In many ways, the speaker’s story relates to the story of Lilith in Hebrew mythology. “Created not from Adam’s rib but, like him, from the dust, Lilith was Adam’s first wife,” according to “apocryphal Jewish lore. Because she considered herself his equal, she objected to lying beneath him, so that when he tried to force her submission, she became enraged” (Gilbert and Gubar 823). In a similar vain, the speaker in “The Runaway Slave at Pilgrim’s Point,” becomes enraged at the thought of submissively continuing to live as a subordinate member of society. The similarities between Lilith and the speaker do not end at their refusal to carry on as lesser beings among society. Lilith “flew away to the edge of the Red Sea to reside with demons,” and “Threatened by God’s angelic emissaries, told that she must return or daily lose a hundred of her demon children to death, Lilith preferred punishment to patriarchal marriage” (823). She then “took revenge against both God and Adam by injuring babies” (823). Aside from the obvious connection of injuring and killing their babies, Lilith and the speaker in the poem both represent “the price women have been told they must pay for attempting to define themselves” (823). In both of these instances, the price involves killing their own children.

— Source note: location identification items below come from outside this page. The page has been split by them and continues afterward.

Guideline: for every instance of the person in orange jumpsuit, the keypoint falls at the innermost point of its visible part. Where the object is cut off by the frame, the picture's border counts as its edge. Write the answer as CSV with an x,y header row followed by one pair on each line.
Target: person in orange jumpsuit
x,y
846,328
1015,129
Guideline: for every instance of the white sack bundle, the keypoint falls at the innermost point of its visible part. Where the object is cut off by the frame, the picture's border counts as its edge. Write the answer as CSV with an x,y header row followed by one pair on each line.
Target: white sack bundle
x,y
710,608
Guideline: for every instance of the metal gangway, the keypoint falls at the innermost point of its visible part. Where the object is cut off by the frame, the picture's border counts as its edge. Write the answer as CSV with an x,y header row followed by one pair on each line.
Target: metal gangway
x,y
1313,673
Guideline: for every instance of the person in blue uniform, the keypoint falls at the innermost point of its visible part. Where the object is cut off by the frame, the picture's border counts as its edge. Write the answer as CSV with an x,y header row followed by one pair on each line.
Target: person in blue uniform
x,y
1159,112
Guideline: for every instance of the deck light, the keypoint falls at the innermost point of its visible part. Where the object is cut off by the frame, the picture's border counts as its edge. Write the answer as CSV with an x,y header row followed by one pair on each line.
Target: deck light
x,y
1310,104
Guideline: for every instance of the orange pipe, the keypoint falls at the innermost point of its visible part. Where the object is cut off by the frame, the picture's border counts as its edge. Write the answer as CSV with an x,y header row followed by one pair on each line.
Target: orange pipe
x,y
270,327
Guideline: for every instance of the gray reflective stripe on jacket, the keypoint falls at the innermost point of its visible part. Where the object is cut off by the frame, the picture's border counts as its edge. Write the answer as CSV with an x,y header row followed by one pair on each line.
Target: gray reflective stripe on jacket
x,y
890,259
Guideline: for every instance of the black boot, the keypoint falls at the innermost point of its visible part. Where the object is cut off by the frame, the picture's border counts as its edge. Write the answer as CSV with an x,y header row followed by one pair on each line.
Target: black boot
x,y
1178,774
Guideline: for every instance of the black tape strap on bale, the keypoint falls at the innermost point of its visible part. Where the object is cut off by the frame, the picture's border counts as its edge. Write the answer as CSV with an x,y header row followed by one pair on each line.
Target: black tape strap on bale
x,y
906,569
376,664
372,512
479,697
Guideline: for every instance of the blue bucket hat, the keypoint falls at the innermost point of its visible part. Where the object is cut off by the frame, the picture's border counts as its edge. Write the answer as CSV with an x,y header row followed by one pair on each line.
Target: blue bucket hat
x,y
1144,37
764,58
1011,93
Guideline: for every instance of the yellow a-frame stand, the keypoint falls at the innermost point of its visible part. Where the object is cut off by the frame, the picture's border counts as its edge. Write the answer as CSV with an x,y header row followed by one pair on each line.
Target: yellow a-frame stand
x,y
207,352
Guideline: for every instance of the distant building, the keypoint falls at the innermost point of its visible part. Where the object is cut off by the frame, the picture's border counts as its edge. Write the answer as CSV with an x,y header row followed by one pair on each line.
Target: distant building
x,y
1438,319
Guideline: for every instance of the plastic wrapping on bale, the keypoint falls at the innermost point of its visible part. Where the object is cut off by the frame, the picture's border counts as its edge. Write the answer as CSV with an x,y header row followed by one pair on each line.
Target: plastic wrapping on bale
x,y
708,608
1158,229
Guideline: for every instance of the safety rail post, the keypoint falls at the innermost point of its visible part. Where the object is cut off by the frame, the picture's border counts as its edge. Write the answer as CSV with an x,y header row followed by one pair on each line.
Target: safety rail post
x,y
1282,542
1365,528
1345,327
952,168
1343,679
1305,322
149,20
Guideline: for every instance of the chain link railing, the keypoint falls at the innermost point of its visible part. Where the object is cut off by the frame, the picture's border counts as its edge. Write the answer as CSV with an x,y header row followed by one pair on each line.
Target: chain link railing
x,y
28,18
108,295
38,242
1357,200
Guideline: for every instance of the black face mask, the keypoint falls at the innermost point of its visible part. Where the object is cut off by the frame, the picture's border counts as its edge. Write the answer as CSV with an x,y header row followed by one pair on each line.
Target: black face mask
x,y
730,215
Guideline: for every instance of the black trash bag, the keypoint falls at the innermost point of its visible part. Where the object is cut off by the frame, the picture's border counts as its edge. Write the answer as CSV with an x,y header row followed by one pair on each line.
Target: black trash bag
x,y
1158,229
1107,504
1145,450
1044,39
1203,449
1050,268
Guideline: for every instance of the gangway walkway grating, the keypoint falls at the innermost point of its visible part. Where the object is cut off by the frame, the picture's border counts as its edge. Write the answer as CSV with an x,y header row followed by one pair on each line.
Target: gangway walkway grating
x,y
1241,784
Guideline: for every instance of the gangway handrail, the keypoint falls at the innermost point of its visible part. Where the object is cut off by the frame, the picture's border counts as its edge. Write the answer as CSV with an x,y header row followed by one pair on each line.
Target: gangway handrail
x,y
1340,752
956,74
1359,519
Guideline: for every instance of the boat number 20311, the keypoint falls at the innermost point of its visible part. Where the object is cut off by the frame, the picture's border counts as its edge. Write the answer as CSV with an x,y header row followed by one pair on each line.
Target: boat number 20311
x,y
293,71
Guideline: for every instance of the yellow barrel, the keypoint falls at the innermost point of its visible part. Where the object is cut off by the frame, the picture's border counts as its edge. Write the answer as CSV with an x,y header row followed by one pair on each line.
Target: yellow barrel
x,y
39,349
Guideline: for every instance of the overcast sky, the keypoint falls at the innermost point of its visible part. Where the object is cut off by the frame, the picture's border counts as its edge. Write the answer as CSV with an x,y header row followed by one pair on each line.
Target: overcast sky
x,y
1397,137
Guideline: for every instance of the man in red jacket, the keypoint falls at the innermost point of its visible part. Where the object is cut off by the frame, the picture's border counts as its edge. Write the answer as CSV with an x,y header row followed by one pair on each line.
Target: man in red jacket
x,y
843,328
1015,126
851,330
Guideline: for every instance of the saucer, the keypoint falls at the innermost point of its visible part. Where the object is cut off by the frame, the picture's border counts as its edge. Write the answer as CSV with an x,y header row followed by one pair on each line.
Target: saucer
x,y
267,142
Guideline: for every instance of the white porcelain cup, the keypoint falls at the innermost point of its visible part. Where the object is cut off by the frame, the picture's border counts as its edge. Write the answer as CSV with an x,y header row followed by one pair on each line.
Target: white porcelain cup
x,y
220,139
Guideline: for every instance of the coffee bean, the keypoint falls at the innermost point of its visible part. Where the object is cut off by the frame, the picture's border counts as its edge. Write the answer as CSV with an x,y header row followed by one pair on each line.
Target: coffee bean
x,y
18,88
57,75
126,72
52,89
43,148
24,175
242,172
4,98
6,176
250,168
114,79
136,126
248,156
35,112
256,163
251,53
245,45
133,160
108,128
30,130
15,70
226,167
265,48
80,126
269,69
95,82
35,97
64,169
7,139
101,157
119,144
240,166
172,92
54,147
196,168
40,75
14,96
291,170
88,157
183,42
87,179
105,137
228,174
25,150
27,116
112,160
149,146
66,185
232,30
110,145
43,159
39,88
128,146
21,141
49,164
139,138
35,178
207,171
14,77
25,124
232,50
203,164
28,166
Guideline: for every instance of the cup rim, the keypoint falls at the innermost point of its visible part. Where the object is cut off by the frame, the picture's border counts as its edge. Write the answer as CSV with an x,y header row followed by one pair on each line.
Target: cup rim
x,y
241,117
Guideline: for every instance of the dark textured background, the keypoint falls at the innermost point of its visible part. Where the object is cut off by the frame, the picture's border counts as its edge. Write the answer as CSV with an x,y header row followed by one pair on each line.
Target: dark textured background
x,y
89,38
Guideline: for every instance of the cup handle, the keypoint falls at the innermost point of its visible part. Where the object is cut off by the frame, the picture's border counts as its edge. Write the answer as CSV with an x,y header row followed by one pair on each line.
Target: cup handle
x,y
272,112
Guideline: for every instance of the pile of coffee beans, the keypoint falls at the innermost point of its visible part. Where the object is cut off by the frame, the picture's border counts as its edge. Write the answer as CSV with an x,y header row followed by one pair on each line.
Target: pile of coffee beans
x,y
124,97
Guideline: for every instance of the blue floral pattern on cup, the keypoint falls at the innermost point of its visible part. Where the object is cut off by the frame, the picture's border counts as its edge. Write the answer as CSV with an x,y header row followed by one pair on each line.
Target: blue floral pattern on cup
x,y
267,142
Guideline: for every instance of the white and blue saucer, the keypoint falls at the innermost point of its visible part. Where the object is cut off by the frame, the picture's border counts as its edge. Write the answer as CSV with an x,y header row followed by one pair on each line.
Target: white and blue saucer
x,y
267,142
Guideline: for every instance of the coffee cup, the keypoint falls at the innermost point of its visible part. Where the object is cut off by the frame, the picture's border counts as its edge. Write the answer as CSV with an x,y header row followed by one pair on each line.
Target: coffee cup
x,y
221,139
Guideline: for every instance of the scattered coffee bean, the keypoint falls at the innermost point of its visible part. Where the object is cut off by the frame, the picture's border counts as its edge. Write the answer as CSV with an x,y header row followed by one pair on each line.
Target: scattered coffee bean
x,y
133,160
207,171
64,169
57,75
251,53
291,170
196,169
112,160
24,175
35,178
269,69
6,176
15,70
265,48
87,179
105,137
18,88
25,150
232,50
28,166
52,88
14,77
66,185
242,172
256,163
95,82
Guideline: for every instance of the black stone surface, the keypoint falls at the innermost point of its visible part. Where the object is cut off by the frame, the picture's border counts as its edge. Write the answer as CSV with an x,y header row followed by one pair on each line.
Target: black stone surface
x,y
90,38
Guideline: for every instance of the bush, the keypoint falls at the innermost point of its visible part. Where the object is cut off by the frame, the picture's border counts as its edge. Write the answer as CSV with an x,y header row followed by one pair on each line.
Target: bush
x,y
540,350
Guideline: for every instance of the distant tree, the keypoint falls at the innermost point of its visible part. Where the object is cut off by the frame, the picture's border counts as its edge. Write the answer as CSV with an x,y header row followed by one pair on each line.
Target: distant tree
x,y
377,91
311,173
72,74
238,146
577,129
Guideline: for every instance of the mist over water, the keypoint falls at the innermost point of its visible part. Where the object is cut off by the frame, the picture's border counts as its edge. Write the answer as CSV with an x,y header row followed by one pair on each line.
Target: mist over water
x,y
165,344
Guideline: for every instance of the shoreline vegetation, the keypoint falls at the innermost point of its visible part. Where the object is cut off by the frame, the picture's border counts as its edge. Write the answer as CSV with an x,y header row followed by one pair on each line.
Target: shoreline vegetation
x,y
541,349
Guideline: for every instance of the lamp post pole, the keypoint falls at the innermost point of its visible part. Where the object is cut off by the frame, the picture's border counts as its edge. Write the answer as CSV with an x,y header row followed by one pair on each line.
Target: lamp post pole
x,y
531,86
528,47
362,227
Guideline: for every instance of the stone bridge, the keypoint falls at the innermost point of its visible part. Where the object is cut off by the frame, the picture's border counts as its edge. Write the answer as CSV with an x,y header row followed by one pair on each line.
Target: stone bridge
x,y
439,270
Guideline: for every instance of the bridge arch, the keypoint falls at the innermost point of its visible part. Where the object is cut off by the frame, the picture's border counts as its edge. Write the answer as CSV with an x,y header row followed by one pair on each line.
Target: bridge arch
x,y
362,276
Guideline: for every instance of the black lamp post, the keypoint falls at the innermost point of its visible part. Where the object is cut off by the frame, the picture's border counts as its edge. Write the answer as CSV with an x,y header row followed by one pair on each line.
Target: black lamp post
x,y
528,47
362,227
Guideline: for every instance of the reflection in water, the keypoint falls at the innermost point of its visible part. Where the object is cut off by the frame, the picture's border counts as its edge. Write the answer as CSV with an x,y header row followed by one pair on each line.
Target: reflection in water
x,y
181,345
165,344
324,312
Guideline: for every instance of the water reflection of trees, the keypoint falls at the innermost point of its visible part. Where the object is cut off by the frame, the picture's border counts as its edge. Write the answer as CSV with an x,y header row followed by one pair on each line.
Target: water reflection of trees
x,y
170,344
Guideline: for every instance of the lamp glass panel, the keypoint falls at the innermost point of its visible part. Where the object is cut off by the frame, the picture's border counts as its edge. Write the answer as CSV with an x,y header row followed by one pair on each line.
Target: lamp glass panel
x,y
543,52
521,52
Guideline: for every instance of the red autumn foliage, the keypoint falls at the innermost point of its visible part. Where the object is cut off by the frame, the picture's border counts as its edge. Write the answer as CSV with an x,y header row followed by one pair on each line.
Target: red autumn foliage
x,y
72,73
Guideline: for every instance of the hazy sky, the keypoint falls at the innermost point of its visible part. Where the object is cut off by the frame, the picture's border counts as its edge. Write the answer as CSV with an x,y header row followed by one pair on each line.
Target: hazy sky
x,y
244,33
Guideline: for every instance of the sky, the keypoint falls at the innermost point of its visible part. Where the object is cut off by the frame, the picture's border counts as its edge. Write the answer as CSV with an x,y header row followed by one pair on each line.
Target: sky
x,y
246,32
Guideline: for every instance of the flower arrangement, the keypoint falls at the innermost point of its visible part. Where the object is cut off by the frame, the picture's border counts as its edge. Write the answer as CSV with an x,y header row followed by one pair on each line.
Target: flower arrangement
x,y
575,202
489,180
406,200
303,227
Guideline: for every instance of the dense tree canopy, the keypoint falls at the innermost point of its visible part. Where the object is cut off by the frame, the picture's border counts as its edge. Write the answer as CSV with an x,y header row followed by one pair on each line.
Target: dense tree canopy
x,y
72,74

In “The Madwoman in the Attic,” critics Sandra Gilbert and Susan Gubar classify Lilith as the “monster-woman” since she is far removed from the “angel in the house” phenomenon. Although the speaker in the poem could certainly be classified as the “monster-woman” because she kills her child, she differs from Lilith in the sense that the killing of her own child does not bring her more suffering. I maintain that the speaker’s situation differs from that of women who do not experience oppression in several different contexts. Unlike the speaker, Lilith was not included in racial minority, nor was she a slave. Hence, when Gilbert and Gubar claim that the killing of their own children brings “more suffering” to women, it does not necessarily ring true for the speaker in “The Runaway Slave at Pilgrim’s Point.” For the speaker, the killing of her child, to some degree, actually offers freedom.

Elizabeth Barrett Browning is able to deconstruct the concept of femininity in “The Runaway Slave at Pilgrim’s Point” by presenting a character who escapes perhaps the most oppressing notion of the female role: motherhood. In fact, she does so by killing her own baby, an act far removed from the traditional concept of the female. This deconstruction is made possible because the infanticide is performed by a woman who experiences the restraints of femininity in three ways: race, class, and of course, sex. Since her oppression is multiplied, this violent act is not deemed as demonic; instead, it is an empowering move aimed to escape the suppressing role of her life as a black female slave.



Works Cited
Barrett Browning, Elizabeth. “The Runaway Slave at Pilgrim’s Point.” The Norton
Anthology of English Literature: The Victorian Age
. 8th ed. Ed. Carol T. Christ and Catherine Robson. Vol. E. New York: W.W. Norton & Company, 2006. 1085-92. Print.


Gilbert, Sandra and Susan Gubar. “The Madwoman in the Attic.” Rivkin and Ryan 812-26.

Irigaray, Luce. “Women on the Market.” Rivkin and Ryan 799-812.

Mill, John Stuart. “The Subjection of Women.” Victorian Prose: An Anthology. Ed. Rosemary J. Mundhenk and LuAnn McCracken Fletcher. New York: Columbia University Press, 1999. 121-31. Print.

Rivkin, Julie and Michael Ryan, eds. Literary Theory: An Anthology. 2nd ed. Malden: Blackwell Publishing, 2004. Print.